During the review period, imports declined by 5.0 percent to Rs 16690.7 million, as against a growth of 6.6 percent during the same period last year. The import of cement, electrical equipment, medicine, chemical fertilizer, petroleum products M.S. billet, M.S. wire rod and pesticides from India and petroleum products, betelnut, medical equipments, electrical equipments, telecommunication equipments increase compared to that of the previous year.
During the review period, in spite of a decline in both the exports and imports by a similar rate, trade deficit narrowed down by 4.8 percent to Rs 8132.7 million owing to the larger base of imports than that of exports. In the previous year, the trade deficit had declined by 14.1 percent. The export/import ratio which was 51.4 percent in the previous year, remained similar at 51.3 percent in the review period.
Based on the available annual balance of payments statistics for the preceding year 2000/01, the balance of payments remained favourable by Rs 5762.8 million. During the review period, in spite of a decline in net services income, current account deficit declined by 20.2 percent to Rs 7154.9 million due mainly to a decrease in trade deficit and an increase in current transfer receipts compared to that of the previous year. However, a significant inflow of official capital net and miscellaneous capital helped the balance of payment to remain positive.

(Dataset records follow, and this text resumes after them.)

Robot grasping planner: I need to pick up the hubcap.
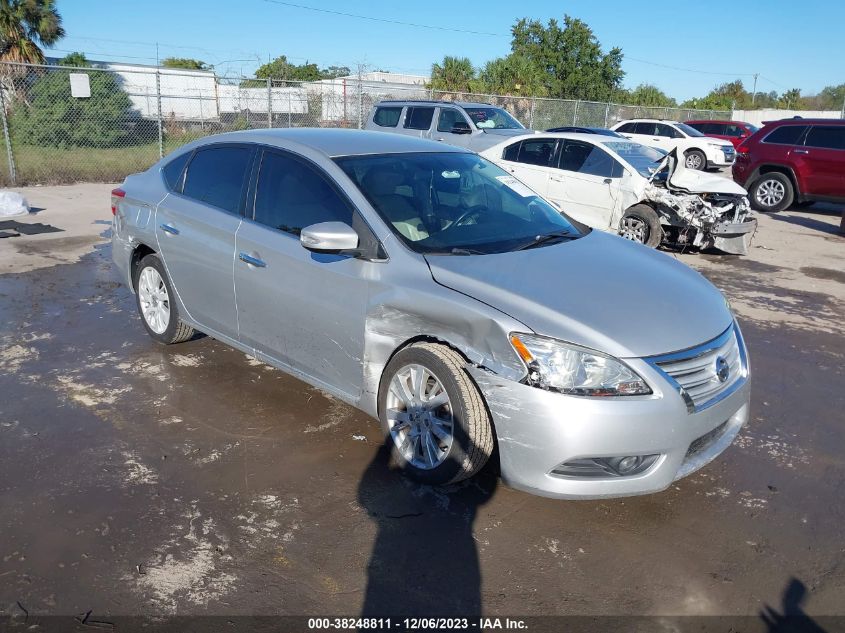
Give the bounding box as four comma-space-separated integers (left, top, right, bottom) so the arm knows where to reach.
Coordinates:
138, 266, 170, 334
755, 180, 786, 207
619, 215, 648, 244
386, 364, 454, 470
686, 154, 701, 169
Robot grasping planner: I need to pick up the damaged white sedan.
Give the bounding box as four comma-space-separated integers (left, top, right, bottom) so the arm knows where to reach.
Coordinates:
482, 133, 757, 255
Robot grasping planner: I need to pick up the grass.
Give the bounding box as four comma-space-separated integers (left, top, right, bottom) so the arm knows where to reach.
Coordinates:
0, 136, 204, 186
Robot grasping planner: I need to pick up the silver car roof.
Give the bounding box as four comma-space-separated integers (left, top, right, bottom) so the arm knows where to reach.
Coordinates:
183, 128, 470, 158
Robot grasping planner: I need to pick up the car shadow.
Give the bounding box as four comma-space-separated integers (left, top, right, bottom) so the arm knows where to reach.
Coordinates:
760, 577, 825, 633
770, 213, 842, 235
358, 437, 498, 618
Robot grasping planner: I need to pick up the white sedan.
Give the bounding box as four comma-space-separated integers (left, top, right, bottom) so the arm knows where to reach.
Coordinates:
481, 133, 757, 254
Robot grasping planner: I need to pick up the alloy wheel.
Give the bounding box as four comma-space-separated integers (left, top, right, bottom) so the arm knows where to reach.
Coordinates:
138, 266, 170, 334
386, 364, 455, 470
754, 180, 786, 207
619, 215, 648, 244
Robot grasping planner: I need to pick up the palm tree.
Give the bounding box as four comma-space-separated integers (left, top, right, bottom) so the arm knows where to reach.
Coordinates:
0, 0, 65, 64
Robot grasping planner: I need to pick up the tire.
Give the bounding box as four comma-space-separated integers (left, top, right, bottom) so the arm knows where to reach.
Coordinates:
684, 149, 707, 171
619, 204, 663, 248
134, 255, 194, 345
378, 343, 494, 485
748, 171, 795, 213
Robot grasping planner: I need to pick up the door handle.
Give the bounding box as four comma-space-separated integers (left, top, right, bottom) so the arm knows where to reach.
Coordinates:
238, 253, 267, 268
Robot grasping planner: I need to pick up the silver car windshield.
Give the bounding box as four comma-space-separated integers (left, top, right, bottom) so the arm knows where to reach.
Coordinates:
335, 152, 585, 255
602, 141, 666, 178
464, 107, 525, 130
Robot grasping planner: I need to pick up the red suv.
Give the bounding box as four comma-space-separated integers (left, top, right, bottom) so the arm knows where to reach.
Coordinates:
687, 120, 760, 147
733, 118, 845, 212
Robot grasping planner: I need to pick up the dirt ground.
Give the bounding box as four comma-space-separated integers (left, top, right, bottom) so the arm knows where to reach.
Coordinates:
0, 185, 845, 628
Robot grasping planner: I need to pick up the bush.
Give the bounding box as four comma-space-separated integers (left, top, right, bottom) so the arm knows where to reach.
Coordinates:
9, 70, 137, 148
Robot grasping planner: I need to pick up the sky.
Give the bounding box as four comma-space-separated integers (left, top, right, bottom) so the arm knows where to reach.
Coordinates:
56, 0, 845, 101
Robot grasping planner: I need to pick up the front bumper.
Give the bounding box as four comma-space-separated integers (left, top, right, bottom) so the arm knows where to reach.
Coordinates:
469, 328, 750, 499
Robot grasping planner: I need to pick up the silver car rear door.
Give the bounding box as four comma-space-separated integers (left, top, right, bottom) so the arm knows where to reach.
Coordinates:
235, 148, 375, 399
156, 144, 255, 339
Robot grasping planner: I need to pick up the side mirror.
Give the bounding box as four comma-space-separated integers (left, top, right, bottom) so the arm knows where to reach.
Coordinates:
451, 121, 472, 134
299, 222, 358, 253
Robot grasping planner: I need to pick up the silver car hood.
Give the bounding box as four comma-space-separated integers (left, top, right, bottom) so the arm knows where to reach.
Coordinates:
426, 231, 732, 358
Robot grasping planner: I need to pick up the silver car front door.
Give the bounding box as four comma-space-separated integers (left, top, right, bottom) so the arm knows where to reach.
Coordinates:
235, 149, 375, 398
156, 145, 254, 339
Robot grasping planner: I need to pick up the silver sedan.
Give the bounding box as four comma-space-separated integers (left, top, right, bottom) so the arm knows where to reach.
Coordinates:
112, 129, 749, 498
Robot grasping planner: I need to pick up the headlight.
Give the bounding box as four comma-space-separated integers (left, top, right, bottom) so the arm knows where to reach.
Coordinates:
510, 334, 651, 396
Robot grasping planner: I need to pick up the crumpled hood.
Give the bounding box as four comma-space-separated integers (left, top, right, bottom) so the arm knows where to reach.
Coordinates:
426, 231, 732, 358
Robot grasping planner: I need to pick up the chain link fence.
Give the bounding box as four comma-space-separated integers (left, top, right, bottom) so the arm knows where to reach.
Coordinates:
0, 63, 729, 186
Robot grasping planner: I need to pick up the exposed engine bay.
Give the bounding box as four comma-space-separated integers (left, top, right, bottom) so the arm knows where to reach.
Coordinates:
644, 150, 757, 255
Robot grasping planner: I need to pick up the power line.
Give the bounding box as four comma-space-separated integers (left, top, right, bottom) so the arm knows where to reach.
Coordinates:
264, 0, 510, 37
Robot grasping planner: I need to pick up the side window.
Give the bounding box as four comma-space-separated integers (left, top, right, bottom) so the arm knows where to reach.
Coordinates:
804, 125, 845, 149
254, 152, 352, 235
654, 123, 683, 138
502, 141, 522, 162
516, 138, 555, 167
560, 141, 622, 178
373, 106, 402, 127
763, 125, 807, 145
405, 108, 434, 130
161, 152, 191, 193
182, 146, 252, 214
437, 108, 466, 132
635, 121, 656, 136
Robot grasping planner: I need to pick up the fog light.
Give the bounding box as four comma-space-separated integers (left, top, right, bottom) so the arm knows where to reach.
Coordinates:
551, 455, 660, 479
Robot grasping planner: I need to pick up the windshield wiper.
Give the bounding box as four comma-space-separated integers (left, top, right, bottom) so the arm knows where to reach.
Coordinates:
513, 231, 578, 251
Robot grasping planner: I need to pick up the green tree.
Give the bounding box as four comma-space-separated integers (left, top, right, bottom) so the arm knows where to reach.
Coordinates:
161, 57, 210, 70
681, 79, 757, 110
9, 69, 132, 148
614, 84, 678, 108
430, 55, 475, 92
0, 0, 65, 64
504, 15, 625, 100
778, 88, 801, 110
56, 53, 91, 68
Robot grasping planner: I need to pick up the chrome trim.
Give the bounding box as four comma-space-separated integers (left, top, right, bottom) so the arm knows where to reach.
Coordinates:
643, 321, 748, 413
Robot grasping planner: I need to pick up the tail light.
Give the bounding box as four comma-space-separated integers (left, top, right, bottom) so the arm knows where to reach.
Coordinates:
111, 188, 126, 215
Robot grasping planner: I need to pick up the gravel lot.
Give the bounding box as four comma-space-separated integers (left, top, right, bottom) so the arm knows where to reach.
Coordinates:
0, 185, 845, 628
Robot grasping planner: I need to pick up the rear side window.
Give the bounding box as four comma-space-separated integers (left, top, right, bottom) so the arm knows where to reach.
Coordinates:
763, 125, 807, 145
255, 152, 352, 235
182, 147, 252, 214
804, 125, 845, 149
161, 152, 191, 193
506, 138, 556, 167
373, 106, 402, 127
437, 108, 466, 132
405, 108, 434, 130
559, 141, 623, 178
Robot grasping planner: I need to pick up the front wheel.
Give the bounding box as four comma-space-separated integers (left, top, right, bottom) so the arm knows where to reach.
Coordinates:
135, 255, 194, 345
619, 204, 663, 248
749, 171, 795, 213
684, 149, 707, 171
379, 343, 493, 485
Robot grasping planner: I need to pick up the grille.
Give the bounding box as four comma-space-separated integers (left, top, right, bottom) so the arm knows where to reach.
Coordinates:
649, 326, 746, 411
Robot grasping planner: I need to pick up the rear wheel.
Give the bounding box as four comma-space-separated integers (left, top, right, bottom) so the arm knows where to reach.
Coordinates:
135, 255, 194, 345
750, 171, 795, 213
619, 204, 663, 248
379, 343, 493, 485
684, 149, 707, 171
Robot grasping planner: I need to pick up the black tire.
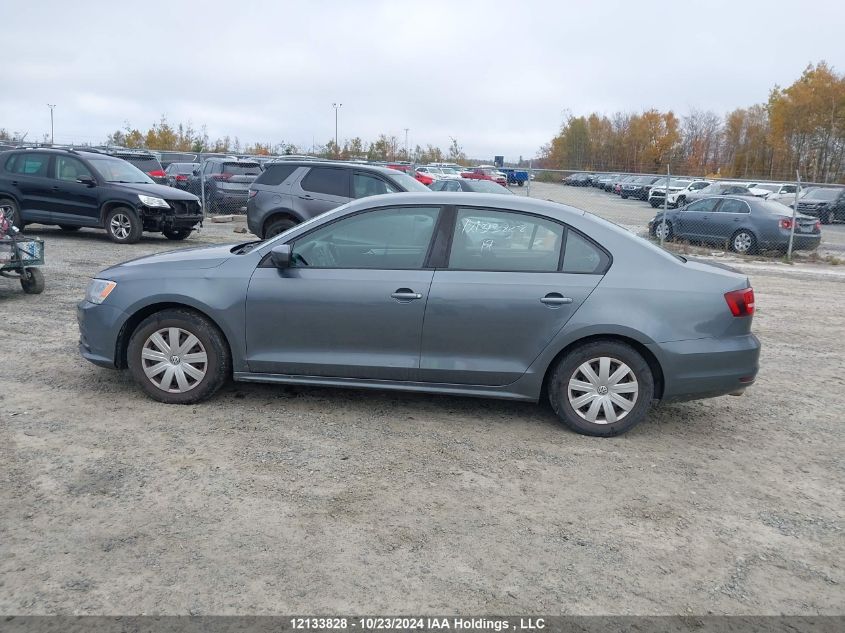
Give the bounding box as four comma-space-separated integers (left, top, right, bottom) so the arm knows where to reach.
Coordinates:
0, 198, 26, 230
264, 218, 297, 240
21, 268, 44, 295
126, 309, 232, 404
162, 229, 193, 242
546, 340, 654, 437
106, 207, 144, 244
728, 229, 757, 255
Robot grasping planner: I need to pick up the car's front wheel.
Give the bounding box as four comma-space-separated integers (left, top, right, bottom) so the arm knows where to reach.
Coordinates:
547, 340, 654, 437
106, 207, 144, 244
126, 309, 232, 404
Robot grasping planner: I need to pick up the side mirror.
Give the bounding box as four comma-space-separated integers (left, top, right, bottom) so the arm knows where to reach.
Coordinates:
270, 244, 291, 268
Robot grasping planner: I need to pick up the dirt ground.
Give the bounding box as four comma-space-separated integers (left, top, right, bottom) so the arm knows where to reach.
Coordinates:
0, 187, 845, 614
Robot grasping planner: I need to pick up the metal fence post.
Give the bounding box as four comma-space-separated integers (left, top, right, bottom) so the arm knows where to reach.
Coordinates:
525, 159, 534, 198
786, 169, 801, 262
660, 163, 669, 248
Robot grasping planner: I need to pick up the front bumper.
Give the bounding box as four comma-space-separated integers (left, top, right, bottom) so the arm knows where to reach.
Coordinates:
76, 301, 126, 369
648, 334, 760, 402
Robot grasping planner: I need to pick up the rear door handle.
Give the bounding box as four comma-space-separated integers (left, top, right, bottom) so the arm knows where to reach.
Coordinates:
390, 288, 422, 303
540, 292, 572, 306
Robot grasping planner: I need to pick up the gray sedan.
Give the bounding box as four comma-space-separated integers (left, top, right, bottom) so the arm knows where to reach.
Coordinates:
649, 196, 821, 254
78, 192, 760, 436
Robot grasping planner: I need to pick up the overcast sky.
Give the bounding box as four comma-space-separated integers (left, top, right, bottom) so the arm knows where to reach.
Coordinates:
0, 0, 845, 160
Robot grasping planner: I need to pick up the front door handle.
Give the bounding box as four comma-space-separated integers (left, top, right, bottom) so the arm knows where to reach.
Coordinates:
540, 292, 572, 306
390, 288, 422, 303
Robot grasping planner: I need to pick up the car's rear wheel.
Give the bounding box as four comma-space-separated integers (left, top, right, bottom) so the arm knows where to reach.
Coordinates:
0, 198, 24, 229
547, 340, 654, 437
731, 229, 757, 255
162, 229, 191, 242
106, 207, 144, 244
126, 309, 232, 404
264, 218, 296, 239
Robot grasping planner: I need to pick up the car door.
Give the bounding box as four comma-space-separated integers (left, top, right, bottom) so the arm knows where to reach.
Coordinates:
246, 206, 440, 381
708, 198, 751, 242
7, 152, 55, 224
48, 156, 100, 226
420, 207, 609, 386
291, 167, 351, 218
672, 198, 722, 239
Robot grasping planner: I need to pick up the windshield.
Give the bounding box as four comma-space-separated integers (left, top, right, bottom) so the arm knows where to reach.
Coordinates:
390, 171, 431, 191
88, 157, 155, 185
223, 163, 261, 176
466, 180, 513, 195
801, 187, 839, 201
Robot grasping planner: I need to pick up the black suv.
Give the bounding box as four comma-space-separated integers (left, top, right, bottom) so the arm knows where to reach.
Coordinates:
0, 149, 203, 244
246, 160, 429, 239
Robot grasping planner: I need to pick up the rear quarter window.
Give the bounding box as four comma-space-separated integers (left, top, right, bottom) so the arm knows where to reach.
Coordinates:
255, 165, 299, 186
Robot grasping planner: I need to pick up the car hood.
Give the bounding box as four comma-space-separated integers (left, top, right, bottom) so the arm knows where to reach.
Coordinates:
101, 244, 235, 278
109, 182, 199, 202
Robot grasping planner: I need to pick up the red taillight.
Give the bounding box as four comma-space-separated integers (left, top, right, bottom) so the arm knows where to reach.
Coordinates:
725, 288, 754, 316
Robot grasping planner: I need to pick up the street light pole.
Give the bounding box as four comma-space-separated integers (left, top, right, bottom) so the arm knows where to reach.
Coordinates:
47, 103, 56, 145
332, 103, 343, 154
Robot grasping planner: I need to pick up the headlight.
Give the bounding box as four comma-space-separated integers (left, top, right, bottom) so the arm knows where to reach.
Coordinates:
85, 279, 117, 305
138, 194, 170, 209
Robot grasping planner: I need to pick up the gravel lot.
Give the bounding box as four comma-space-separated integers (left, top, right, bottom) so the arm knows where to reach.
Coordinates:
0, 188, 845, 614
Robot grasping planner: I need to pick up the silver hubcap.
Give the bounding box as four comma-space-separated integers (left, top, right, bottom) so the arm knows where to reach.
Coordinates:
109, 213, 132, 240
567, 356, 640, 424
141, 327, 208, 393
734, 233, 751, 253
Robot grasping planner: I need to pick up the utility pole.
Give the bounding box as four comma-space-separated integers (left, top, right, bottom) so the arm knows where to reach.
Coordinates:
332, 103, 343, 155
47, 103, 56, 145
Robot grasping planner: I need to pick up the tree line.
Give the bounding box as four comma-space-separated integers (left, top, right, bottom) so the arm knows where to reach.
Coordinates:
538, 62, 845, 182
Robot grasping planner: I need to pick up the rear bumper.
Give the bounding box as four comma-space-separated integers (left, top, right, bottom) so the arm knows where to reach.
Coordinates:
649, 334, 760, 402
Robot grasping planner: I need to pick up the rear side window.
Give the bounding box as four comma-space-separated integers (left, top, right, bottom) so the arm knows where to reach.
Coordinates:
255, 165, 299, 185
449, 209, 563, 272
563, 229, 607, 274
6, 154, 50, 177
302, 167, 349, 198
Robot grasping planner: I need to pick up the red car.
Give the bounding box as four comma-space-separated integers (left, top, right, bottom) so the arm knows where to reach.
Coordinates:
461, 165, 508, 187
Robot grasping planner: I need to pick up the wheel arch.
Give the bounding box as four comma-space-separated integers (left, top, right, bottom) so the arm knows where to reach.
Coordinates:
114, 301, 233, 369
540, 334, 666, 400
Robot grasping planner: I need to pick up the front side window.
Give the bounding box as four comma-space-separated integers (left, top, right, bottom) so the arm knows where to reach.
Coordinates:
55, 156, 91, 182
449, 209, 563, 272
6, 154, 50, 177
684, 198, 722, 213
352, 172, 399, 198
292, 207, 440, 270
302, 167, 349, 198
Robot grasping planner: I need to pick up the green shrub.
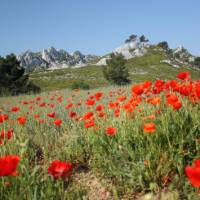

Based on the monetary statistics for the second month of the fiscal year 2001/02, the overall balance of payment recorded a surplus of Rs 373.8 million. Subsequently foreign exchange holding of the banking system increased by 8.4 percent to Rs 105185.6 million at mid September 2001. Of the total reserves 76.1 percent was accounted for by convertible currencies.
In the share market, capitalization of the companies listed in the stock exchange squeezed to Rs 37.05 billion at mid-September 2001 from Rs 43.96 billion in the previous month. Likewise, NEPSE share price index decreased from 322.15 in the previous month to 265.22 at mid-September 2001.